- Shifting goalposts: is it just me or do the IRB appear to be making up the laws as they go along? It seems that every time there's a poor game of rugby we're confronted with calls for law changes, resulting in experimental laws, new directives and varying edicts on the scrum, the lineout, the breakdown, the colour of players' bootlaces etc. And if international refs are struggling to cope what chance has the poor sod refereeing the 5th XV at Old Gitonians?
- R.E.S.P.E.C.T: what the hell happened to the day of calling the referee "sir" and accepting decisions with good grace (albeit through gritted teeth)? The level of backchat, dissent and overall whingeing these days, even at grassroots level, has reached epidemic proportions. I've no idea how or why referees put up with it.
- The Awkward Pint: 'twas ever thus, but I've never been able to work out why referees hang about rugby clubhouses after the game on Saturday in the forlorn hope that someone will not only buy them a pint but will want to stick around for more than 30 seconds to discuss the finer points of some of the afternoon's decisions. The home captain feels obliged to make an effort, but it can't be enjoyable for the ref knowing that his companion in conversation would rather be anywhere else, can it?
So, a bunch of reasons why I could not be a referee - but since when has a distinct lack of direct and relevant experience ever prevented me from proffering advice?

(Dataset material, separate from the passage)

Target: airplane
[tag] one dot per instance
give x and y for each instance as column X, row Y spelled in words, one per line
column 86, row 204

Here, therefore, are my top tips for rugby refereeing survival in grassroots rugby:
- Consistency - realistically it barely matters what laws you apply, as long as the laws you do apply are applied fairly and consistently. Rugby players have simple needs - as long as they don't feel cheated they're fine;
- Confidence - Be assertive. If in doubt, guess - but make sure you guess with conviction;
- Take no crap - you've given up your afternoon to supervise 30 fat blokes rolling about in the mud fighting. You don't need to take any aggro. Keep marching the gobshites back 10 metres, all the way to the tryline if necessary;
- Empathy - the vast majority of the players are trying their best. Laws are often broken not through cheating, but because the players are too knackered, old, fat or just not very good. If you can understand what they're trying to achieve and referee accordingly there's a chance that both you and the players might actually enjoy the game.
And who knows, someone might actually want to buy you a pint in the clubhouse.